Originally Posted by
Makemakean
Mine and Ares96's entry (I did the story and the background, he did everything else, and helped with the story). Mediterranean Baltic, inspired by an earlier map of Thande's which put the Anglo-Saxons all over France.
The Scourge, as it is known, came in the middle of the 13th century, within decades turning the once bountiful and green lands of the Mediterranean countries into barren deserts. Harvests were lost, famine became widespread, and millions died, as the Scourge wrecked havoc in Southern Europe. The political instabilities and wars that followed over the scant resources that were left led to the Great Migration, when the peoples from Italy, France, the Iberian Peninsula and other Southern European nations migrated northward, to settle in countries who had been spared the vicious effects of the Scourge, but had instead flowered and prospered as a consequence. The Baltic Sea for example, developed a climate very similar to that of the Old Mediterranean, and became along with the British isles a favored destination of the migrants. To the date of the drawing of this map (the Year of Our Lord 1563), the Scourge has yet to recede from the Mediterranean, and the countries thither are yet uninhabitable wastelands. The mechanism which caused this disaster is yet unknown or understood, though senior theologians are in consensus that the root cause of the Scourge was divine punishment for failing to defend the Holy Lands from the Moslem invaders, and that the Lord has punished Christian Europe by sending it on a lengthy Babylonian Exile.

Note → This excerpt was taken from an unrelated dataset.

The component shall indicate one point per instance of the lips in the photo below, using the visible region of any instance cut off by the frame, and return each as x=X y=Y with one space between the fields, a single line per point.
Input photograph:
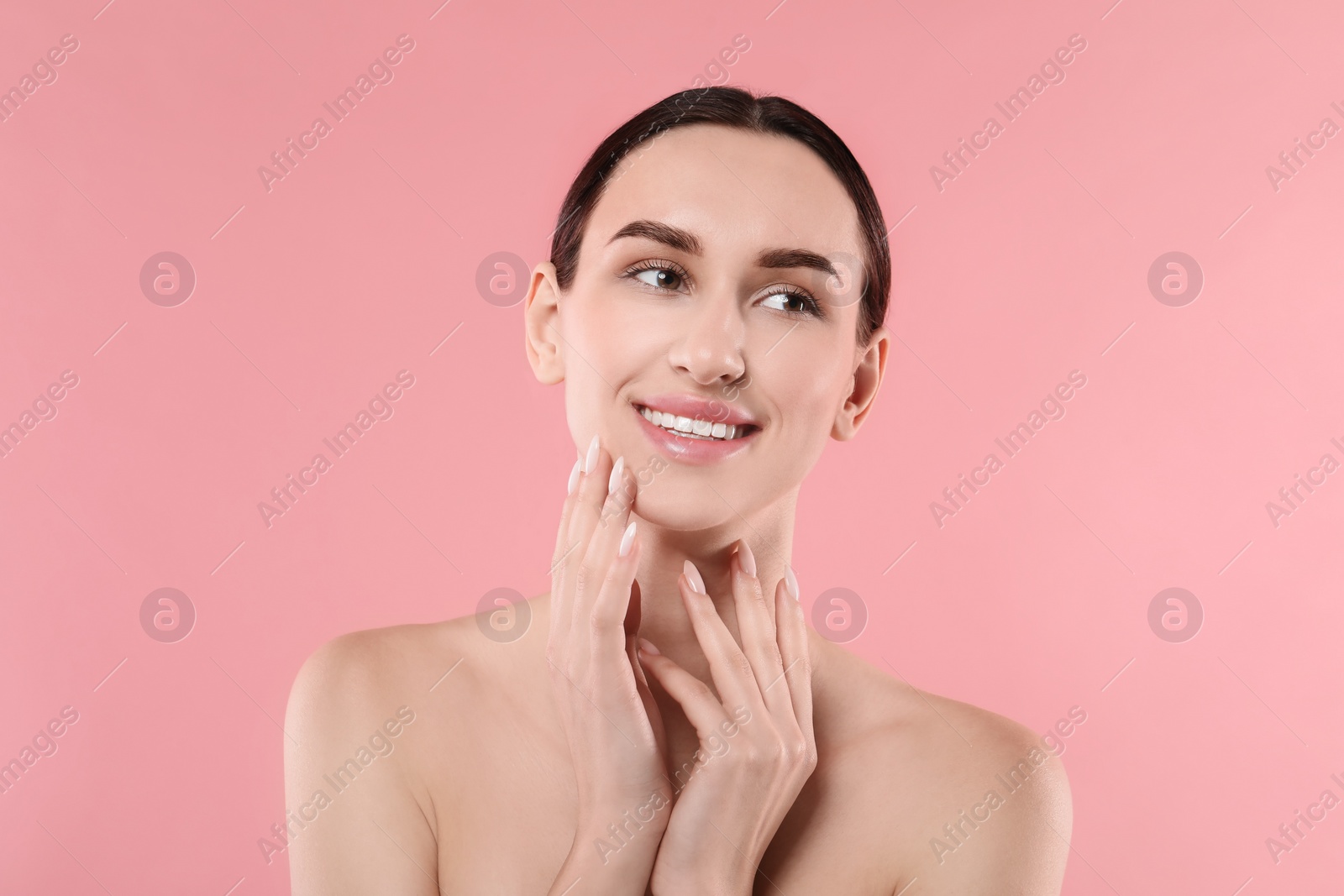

The Old Kingdoms of the Swedes and the Geats tried to remain stable as increasingly more and more Southrons immigrated, but along with the peasants, the craftsmen and the fishermen came nobles, men with wealth, who soon enough establish their own authority and begun to challenge the old order. In the Last Civil War in the late 14th century, the Old Kingdoms fell and were dissolved, and were replaced by kingdoms and principalities of the Southrons. Though the Old Tongues have not yet been forgotten, German, French and Italian are now more common than what the old Nordics spoke.
The Donatio Birgeri: The lands of the Church, governed from New Rome (Old Upsala) by His Holiness Pope Anscharius IV. When the Scourge first came to Italy, the Papacy was the first to desert the Eternal City. In 1244, Birger Jarl, Lord of Sweden, granted the papacy all the lands of the Archbishopric of Upsala, and Pope Innocent IV resettled thither. The autonomy of the Papal States has increased considerably since the Last Civil War, and nobody would any longer say that the Pope is merely a guest of the King of Sweden. The authority of Anscharius IV has been somewhat undermined since an alternate conclave produce Antipope Olaus II who now reigns from the church estates in Arosia. Both popes have, naturally, excommunicated each other as the worst of heretics.
The Republic of Wysby: The Republic of Wysby on the island of Gothia has prospered considerably since the Hanseatic Company made Wysby their headquarters in the late 14th century. As populations grew in cities and towns across the Baltic, the Hanseatic League grew rich from facilitating trade between the different city-states and principalities that replaced the Old Nordic Kingdoms. The influx of population to Gothia has been mainly northern German, and indeed, German is the language most prominently spoken here. Still, there are several families who trace their lineages back to old Nordic stock, and notable Polish and other Slavic influxes from the east. The Republic is governed by the Prince-Mayor (fürstburgermeister) of Wysby, who is elected for life by the Wysby city council. The University of Wysby (which received its Papal charter in 1423) is rapidly becoming a centre of learning, as the Hanseatics are accumulating a wealth of books that have been dispersed throughout Northern Europe since the Great Migration.
The Kingdom of Ostrogothie: The Kingdom of Ostrogothie dates back to French noblemen who followed Robert, comte de Clermont, a son of Louis the Saint, north during the early stages of the Great Migration. As time went on, Östergötland as it was still called back then, became a favored destination for French emigrants escaping the increasingly unforgiving weathers. The Duchy of Lincopie played a significant role in challenging the Swedish Crown and bringing about the Last Civil War, and one its great moments was when Jean, duc de Lincopie, proclaimed himself King John I of Ostrogothie. Since then, Ostrogothie has grown to be a considerable power on the Baltic shores, and perhaps as a consequence has gotten itself involved in a bitter rivalry with the Hanseatic League, which in recent years has led to Ostrogothie has conspired to elect an Antipope in Olaus II, initiating a schism. Currently governed by his Majesty, Robert IV.
The Antipapacy in Arosia: The Pope in Arosia, Olaus II, was elected in a conclave in Vadstena in 1551 by cardinals who, under the encouragement of diverse nobility, declared the then-Pope Celestine VI a heretic. Though ostentatiously the Great Schism has its foundations over the interpretation of certain key passages of the Book of Daniel, the Book of Ezekiel and the Revelation of St. John and how these apply to how the Great Scourge is to be interpreted, the real cause is of course the increasing political and economic rivalry between the Republic of Wysby and the Kingdom of Ostrogothie.